"without university research labs, there’s no pharma industry." - I think you have it exactly backwards: Without the pharma industry, there's no medicine. Good research goes nowhere if you can't bring it to market.
The pharma industry COULD do their own foundational research, but the university system cannot bring a drug to market.
> The pharma industry COULD do their own foundational research
Citation neeeded - have they ever done so? Would the shareholders accept it? Would they be able to manage borderline autistic PHD types detached from reality, and would these scientists want to work there?
PhD types doesn't mean they make foundational research.
> They are numerous, smart, very cheap, and work very hard.
Yeah, this is a good reason to hire such people, but they generally don't do foundational research work at companies, and if they do it is extremely narrow.
Just like government work the problem is the environment, Governments hires management and planning types just like companies do, but that doesn't mean they can scale up like a company can.

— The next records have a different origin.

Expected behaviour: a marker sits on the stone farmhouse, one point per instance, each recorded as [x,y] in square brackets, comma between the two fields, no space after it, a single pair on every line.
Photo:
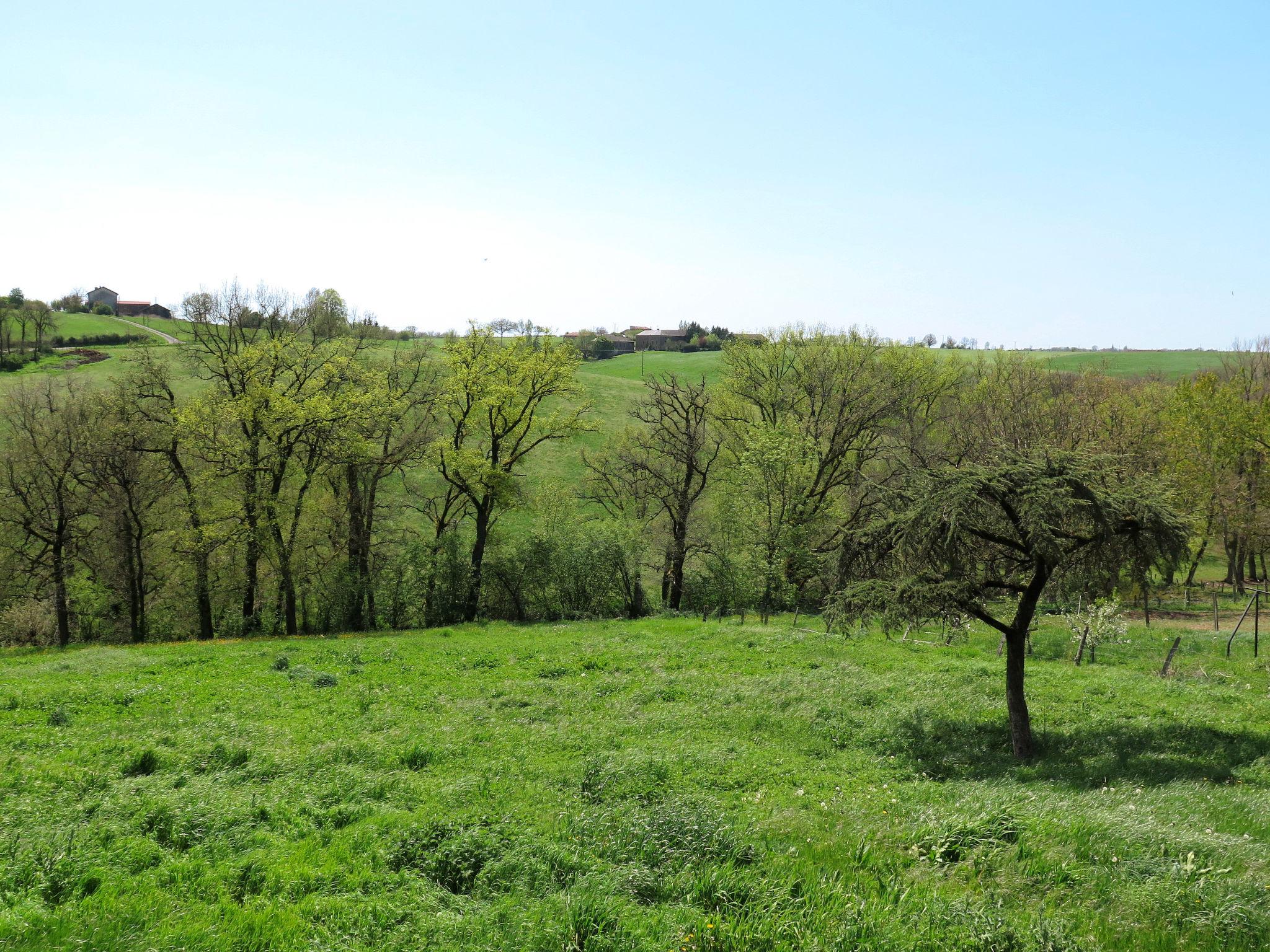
[658,339]
[125,309]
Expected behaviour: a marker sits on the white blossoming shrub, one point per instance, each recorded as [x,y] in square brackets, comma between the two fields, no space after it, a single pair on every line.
[1101,622]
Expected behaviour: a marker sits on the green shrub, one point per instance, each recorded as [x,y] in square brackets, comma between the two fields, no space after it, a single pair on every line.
[141,764]
[29,621]
[450,855]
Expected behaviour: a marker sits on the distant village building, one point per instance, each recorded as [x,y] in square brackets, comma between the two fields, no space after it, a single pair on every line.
[125,309]
[659,339]
[102,296]
[621,343]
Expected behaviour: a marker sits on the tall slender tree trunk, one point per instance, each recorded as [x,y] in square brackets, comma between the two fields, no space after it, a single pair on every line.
[60,602]
[130,573]
[1016,701]
[1196,562]
[474,586]
[1016,656]
[143,622]
[678,552]
[202,560]
[356,612]
[252,557]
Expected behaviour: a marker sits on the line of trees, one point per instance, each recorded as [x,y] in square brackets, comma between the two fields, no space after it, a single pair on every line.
[299,475]
[25,329]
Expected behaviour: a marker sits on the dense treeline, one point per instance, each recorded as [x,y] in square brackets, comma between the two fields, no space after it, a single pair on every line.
[321,479]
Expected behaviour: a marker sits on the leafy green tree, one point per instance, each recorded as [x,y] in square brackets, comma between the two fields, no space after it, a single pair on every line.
[45,436]
[272,430]
[662,466]
[768,485]
[985,539]
[502,400]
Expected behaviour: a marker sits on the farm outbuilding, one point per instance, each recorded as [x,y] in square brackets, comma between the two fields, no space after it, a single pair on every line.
[659,339]
[103,296]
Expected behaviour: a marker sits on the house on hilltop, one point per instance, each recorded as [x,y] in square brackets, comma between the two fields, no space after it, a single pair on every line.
[659,339]
[125,309]
[621,343]
[102,296]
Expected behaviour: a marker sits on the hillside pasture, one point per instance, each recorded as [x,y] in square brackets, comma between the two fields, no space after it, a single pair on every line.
[657,785]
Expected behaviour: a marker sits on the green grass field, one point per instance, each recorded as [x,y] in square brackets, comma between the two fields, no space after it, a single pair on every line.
[658,785]
[1169,364]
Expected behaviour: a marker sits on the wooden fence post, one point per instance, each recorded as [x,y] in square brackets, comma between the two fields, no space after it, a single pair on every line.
[1163,672]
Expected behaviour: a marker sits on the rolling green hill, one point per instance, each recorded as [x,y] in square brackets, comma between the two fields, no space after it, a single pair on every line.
[644,786]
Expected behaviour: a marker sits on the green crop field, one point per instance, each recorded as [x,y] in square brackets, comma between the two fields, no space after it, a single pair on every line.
[1169,364]
[655,785]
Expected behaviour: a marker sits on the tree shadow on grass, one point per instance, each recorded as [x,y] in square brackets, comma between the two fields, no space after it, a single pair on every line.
[1099,753]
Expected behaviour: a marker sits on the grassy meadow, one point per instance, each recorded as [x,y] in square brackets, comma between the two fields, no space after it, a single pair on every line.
[657,785]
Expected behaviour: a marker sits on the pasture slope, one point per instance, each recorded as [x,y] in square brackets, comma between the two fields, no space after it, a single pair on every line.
[657,785]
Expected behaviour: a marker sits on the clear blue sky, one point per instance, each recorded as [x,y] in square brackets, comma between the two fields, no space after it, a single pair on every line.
[1019,173]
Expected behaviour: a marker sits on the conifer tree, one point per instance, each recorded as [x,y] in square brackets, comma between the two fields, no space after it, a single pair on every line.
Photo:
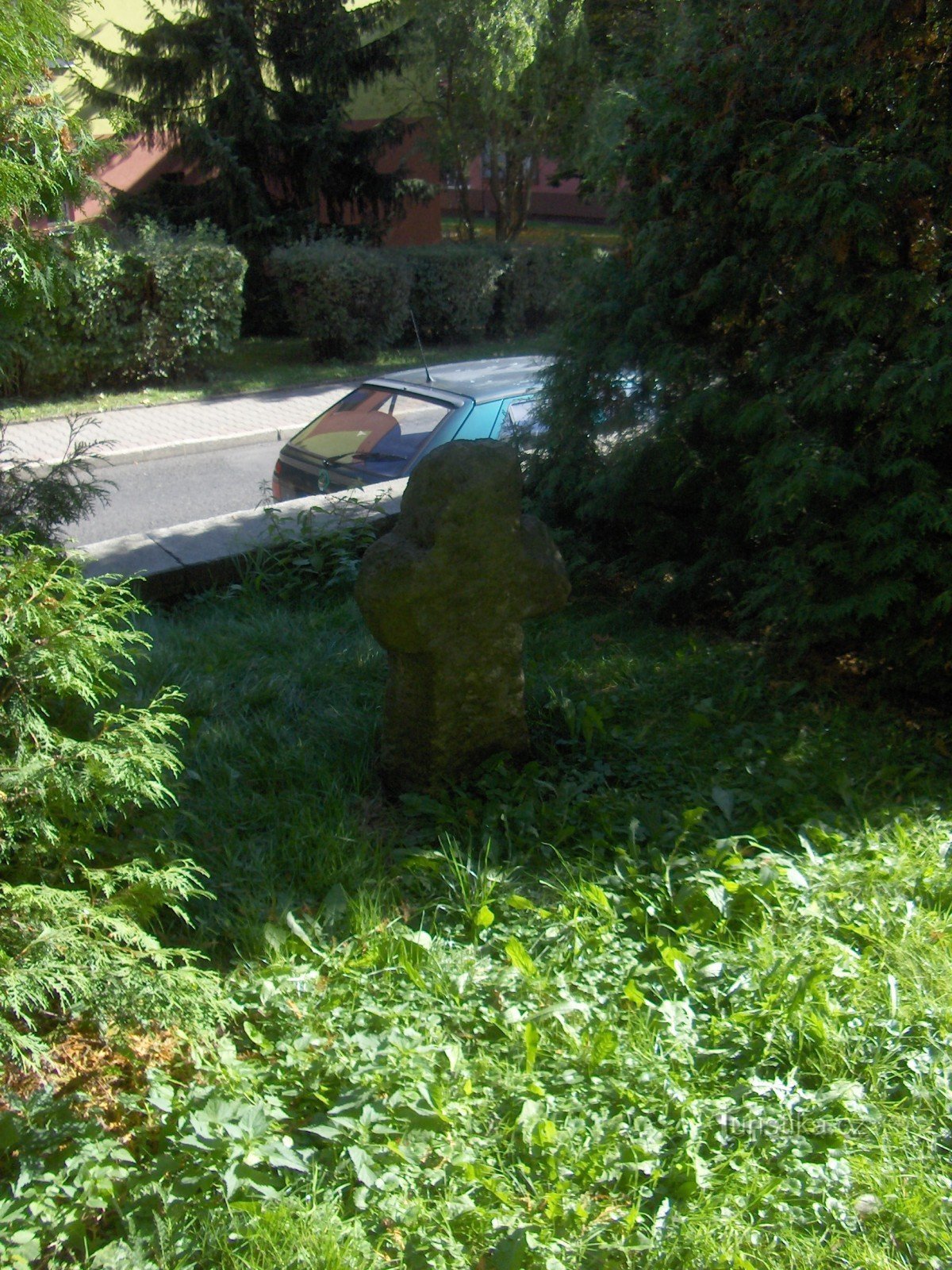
[785,183]
[255,94]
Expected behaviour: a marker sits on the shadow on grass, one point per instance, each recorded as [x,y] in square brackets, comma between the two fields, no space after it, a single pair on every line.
[645,740]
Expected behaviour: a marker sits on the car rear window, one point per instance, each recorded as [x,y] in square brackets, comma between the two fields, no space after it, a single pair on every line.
[372,423]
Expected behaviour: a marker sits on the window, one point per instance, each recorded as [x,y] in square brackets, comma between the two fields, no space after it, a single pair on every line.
[374,425]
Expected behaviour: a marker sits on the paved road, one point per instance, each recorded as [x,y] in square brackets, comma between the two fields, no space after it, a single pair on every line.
[162,492]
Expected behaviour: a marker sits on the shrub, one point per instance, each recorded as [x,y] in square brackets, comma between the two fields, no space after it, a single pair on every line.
[155,306]
[83,870]
[454,290]
[40,501]
[533,286]
[347,300]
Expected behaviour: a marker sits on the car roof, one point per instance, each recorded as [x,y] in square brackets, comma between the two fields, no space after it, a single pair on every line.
[486,380]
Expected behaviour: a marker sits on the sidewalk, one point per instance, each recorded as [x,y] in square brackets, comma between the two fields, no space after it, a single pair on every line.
[141,432]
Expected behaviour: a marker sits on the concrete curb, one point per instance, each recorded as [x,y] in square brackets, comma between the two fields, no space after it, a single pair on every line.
[168,564]
[198,444]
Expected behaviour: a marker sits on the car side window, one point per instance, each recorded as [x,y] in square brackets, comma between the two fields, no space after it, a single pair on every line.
[520,423]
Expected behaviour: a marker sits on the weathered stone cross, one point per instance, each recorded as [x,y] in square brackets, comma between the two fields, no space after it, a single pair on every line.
[446,594]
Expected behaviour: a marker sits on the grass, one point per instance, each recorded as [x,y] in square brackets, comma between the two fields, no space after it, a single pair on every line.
[677,994]
[257,365]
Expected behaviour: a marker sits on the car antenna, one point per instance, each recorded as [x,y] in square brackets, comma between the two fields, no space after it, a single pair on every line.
[416,332]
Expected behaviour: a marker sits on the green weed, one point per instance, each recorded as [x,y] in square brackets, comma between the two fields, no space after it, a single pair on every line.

Same with foundational research, private companies aren't a good place to do that.
It's difficult to overstate just how menial, fiddly, difficult, risky, time consuming and unclearly profitable foundational biomedical research is. A research project could easily take 4-5 years, have a 5% likelihood of success, and have no clear monetizability, yet end up being a groundbreaking foundational result and necessary to investigate.
In other fields, either there's some tangible hope of profit down the road, or at least you can attract talent and prestige. Not so much here.
The pharma industry COULD do their own foundational research, but the university system cannot bring a drug to market.